Bukankah Makassar merupakan kota metropolitan dengan pertumbuhan ekonomi yang tinggi,-melebihi angka pertumbuhan nasional? Tidak lihatkah sekarang di Makassar banyak berdiri Mall dan pusat hiburan? Atau lupakah saya kendaraan mobil dan motor semakin banyak beredar lalu-lalang di kota yang luasnya 175 km2 dan dihuni sekitar 1,5 juta manusia? Dan masih banyak lain kemajuan fisik yang terjadi di ibukota Sulawesi Selatan ini.

Bagi saya pembangunan kota Makassar tersebut baru sebatas fisik dengan menyampingkan sisi humanis peradaban warganya. Inikah wujud hasrat manusia modern?

Saya sama sekali tidak bangga, bahkan prihatin. Benteng Somba Opu yang saya tulis di atas, kini beberapa tanahnya telah dibangun kawasan wisata berkonsep one stop holiday, diberi nama Gowa Discovery Park (GDP), nyaris hilang sudah aura kejayaan masa lalu dalamnya, meskipun kebijakan Pemerintah Kabupaten Gowa. 

Kemudian Lapangan Karebosi sebagai alun-alun, jantung kota yang sarat histori, tempat segala lapisan masyarakat berbaur dengan hangat, dijadikan tempat bisnis dan mall bawah tanah. Remaja-remaja di sini menyebutnya Karlink, singkatan dari Karebosi Link.

Ikon kota lainnya, Benteng Rotterdam atau Fort Rotterdam, mungkin sedikit lebih baik. Benteng ini memang masih utuh dan terawat dengan baik. Benteng milik Gowa diberi nama “Pannyua” karena bentuknya seperti penyu dilihat dari atas, adalah tempat Pangeran Diponegero ditahan dan wafat sebagai pahlawan nasional. 

Sayangnya, bangunan restoran dan hotel di depannya merusak aura benteng itu sebagai bagain dari sejarah kemaritiman. Seharusnya benteng menghadap langsung ke laut, kini terhalang oleh properti komersial modern.

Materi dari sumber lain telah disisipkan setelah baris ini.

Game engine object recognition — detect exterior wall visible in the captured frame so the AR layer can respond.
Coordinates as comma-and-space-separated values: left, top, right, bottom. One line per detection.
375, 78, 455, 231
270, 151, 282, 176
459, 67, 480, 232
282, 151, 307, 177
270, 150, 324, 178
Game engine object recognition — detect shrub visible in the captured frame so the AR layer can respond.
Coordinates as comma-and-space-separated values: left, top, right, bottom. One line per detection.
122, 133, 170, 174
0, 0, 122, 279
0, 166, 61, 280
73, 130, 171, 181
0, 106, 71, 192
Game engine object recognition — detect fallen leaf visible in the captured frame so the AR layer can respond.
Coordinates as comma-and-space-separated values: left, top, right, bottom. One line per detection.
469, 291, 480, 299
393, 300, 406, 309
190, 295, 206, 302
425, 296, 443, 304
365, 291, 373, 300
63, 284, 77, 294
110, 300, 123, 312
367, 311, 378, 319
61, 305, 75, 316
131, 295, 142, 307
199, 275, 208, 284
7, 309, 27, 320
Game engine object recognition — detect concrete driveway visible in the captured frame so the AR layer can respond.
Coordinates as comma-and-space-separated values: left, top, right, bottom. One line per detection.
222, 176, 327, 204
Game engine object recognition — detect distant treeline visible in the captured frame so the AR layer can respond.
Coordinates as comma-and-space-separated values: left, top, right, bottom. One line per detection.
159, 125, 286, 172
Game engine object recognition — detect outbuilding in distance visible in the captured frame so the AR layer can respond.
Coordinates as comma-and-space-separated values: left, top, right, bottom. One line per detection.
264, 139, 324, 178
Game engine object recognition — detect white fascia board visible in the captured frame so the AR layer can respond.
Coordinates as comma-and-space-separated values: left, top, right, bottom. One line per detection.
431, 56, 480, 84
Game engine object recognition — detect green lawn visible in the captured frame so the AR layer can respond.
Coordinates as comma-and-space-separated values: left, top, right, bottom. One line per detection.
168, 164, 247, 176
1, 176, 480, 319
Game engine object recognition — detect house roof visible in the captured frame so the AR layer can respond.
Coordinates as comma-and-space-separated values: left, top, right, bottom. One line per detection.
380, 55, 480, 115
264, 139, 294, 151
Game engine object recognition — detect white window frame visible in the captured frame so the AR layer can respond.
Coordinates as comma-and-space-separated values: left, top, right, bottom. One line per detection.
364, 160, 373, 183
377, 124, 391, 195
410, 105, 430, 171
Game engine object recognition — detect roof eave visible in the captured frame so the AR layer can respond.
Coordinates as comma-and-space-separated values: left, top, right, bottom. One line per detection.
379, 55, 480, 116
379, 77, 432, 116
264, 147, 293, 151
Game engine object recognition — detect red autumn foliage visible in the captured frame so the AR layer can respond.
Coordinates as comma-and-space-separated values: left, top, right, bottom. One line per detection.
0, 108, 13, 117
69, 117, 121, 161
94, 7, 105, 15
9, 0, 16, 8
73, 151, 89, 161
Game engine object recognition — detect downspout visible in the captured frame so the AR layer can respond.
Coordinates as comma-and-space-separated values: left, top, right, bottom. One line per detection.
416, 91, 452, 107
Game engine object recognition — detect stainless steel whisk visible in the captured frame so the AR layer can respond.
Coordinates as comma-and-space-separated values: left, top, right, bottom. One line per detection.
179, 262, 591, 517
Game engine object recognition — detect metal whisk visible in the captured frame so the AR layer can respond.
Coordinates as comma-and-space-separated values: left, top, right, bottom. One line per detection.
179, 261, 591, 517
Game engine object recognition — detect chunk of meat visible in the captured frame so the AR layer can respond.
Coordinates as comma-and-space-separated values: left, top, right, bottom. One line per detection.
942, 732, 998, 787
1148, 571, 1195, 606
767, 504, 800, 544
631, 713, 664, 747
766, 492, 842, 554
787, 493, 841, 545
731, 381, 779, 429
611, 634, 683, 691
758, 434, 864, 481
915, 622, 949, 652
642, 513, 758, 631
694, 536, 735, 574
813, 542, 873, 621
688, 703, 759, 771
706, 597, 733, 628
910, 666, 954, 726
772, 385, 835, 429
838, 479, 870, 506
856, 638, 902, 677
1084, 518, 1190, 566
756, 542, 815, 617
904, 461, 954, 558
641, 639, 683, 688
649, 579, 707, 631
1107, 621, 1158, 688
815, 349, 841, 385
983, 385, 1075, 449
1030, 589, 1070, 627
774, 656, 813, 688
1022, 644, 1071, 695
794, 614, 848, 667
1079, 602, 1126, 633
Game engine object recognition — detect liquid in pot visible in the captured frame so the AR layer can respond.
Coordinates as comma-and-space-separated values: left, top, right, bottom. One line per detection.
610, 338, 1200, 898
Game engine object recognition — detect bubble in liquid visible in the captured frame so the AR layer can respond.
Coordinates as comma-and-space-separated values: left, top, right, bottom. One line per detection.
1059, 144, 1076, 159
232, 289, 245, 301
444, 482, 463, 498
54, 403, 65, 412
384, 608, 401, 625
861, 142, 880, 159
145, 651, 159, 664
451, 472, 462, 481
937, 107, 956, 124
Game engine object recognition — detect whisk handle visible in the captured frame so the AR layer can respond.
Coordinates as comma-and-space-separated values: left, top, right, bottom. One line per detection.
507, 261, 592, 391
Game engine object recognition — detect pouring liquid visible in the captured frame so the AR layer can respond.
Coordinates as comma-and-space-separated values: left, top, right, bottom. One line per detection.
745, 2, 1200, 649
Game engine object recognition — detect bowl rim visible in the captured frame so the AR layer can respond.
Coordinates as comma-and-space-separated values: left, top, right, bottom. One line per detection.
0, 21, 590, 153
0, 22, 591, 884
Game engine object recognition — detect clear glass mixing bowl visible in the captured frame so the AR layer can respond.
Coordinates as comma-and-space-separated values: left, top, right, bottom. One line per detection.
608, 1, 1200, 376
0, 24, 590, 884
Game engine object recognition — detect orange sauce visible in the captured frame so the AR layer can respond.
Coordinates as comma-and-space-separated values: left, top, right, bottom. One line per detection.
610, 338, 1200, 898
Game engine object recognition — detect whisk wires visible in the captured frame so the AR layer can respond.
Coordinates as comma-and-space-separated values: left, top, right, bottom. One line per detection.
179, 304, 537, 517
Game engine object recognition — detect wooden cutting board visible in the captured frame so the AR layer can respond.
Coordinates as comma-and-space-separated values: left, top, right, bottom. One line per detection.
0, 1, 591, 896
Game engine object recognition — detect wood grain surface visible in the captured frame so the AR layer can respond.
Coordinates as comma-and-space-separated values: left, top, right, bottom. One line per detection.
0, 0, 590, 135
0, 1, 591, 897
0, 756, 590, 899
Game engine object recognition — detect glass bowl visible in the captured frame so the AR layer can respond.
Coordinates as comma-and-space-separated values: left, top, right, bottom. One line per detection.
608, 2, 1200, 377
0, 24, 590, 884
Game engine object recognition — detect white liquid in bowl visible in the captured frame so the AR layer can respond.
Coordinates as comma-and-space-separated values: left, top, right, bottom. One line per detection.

Saya merasa kota Makassar dibangun untuk bangunan gedung berbahan beton yang angkuh, bukan untuk manusianya. Semua pembangunan hanya orientasi bisnis. 

Mana ada cerita harapan warga Makassar untuk memiliki kebun binatang, gedung budaya, dan kawasan pedestrian dibangun. Padahal kota ini semestinya menjadi ruang kita mengekspresikan cinta, menyenangkan, ramah dan manusiawi bagi semua warganya. 

***

Hari ini, pada 9 November 2020 adalah hari jadi kota Makassar ke-413. Menetap di kota ini memberikan saya banyak pelajaran hidup yang bermakna, bahwa rasa mencintai dan membencinya adalah suatu keniscayaan. 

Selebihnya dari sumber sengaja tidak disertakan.